Lazy afternoon sunlight trickles through the dining-room windows and shines steely blue off the stainless appliances. Champ sits there in the kitchen, twisting the head of Big Batman, a “Dark Knight Rises” action figure aimed at adult collectors and probably unsafe for a toddler. I stealth-unlock my iPhone and crawl up next to him for a low-angle photo. This is going to make a great Instagram.
You should know about Instagram by now. It’s the service all the cool kids are using to square-off, stylize and share their best cameraphone photos.
I taught a journalism class last fall and devoted a large chunk of lecture to Instagram’s role in documenting Superstorm Sandy. Friends of mine interrupted a recent dinner party to make everyone watch an Instagram-themed Nickelback parody. Seriously, it’s everywhere.
Instagram is a big deal to me as a stay-at-home dad. I believe that if I can make my adorbz baby photos look hip enough, my childless friends won’t get sick of them and block me on Facebook. I rely on those friends for updates on things like limited-release beer and new movies, but my head would rainbow sparkle puppy explode if I kept all Champy’s cuteness to myself.
This post is not a gushy love letter to Instagram. This is a cautionary tale with a horrible, violent ending. Never forget that while you’re fussing with your Instagram app, your toddler plays on unsupervised.

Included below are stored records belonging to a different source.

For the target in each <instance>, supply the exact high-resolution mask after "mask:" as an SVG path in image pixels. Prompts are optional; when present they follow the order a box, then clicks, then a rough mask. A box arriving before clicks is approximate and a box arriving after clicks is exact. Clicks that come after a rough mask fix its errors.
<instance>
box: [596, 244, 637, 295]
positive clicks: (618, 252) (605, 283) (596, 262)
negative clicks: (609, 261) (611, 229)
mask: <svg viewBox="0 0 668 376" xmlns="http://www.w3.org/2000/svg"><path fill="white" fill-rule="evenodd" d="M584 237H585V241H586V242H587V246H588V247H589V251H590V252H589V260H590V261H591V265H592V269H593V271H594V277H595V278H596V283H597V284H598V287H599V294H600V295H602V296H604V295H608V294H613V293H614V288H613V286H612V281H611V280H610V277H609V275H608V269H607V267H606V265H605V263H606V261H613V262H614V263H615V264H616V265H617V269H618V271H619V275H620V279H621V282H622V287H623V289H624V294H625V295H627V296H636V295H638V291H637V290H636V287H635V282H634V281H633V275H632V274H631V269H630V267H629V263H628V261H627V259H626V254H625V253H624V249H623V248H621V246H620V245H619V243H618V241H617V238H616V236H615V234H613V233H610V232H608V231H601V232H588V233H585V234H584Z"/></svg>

Back in the kitchen, pictures are garbage. The angle is all wrong. The backdrop of cabinets isn’t interesting. Champ looks too serious. None of this is Instagram-worthy.
He scoots away from me and stops in front of the oven door. Big Batman’s head is straight now, so Champ is raising and lowering his arms. I lay on the floor and slide in for a shot behind Batman’s head. This is it.
Sprawled out on my back, I open Instagram and get to work. I crop the photo and thumb through all the filters to find one that makes these blues pop. Low-Fi is too dark. Batman gets lost in Inkwell. Ooh, Brannan. Definitely Brannan.
Now I’m trying to add a tilt-shift effect. I know newbs overuse the radial blur, but I know what I’m doing as I place and size that fuzzy circle around Batman’s head. Perfect. A quick caption, and I’m ready to post. Uploading …
Bam! The dishwasher door comes down hard. The steel lip grazes my nasal bone and nails the left side of my face. I guess the Champ got tired of Big Batman and decided to play with something bigger.
I chuckle through the pain, flip my phone to front camera and take another picture for Instagram.
Attack of the Dad’s Instagram tips
- Shoot in your phone’s camera app and upload to Instagram later. Your camera app will start up faster, so you won’t miss valuable seconds of cuteness.
- Turn on your camera’s grid and use it to follow the rule of thirds when you’re composing a shot.
- Tap dark areas of the screen to adjust the camera’s white balance. This helps bring out detail in darker photos.
- On an iPhone 4 or higher, use HDR mode when you’re shooting a darkened subject against a bright background.
- Choose a filter that brings out the emotion of a picture without sacrificing important details.
- Always turn on the border when you’re using the Nashville or Kelvin filter. Seriously, why else would you use those filters?
- Learn how to use tilt-shift effects, but use them sparingly.
- Pay attention to your child and avoid blunt-force trauma while editing and uploading.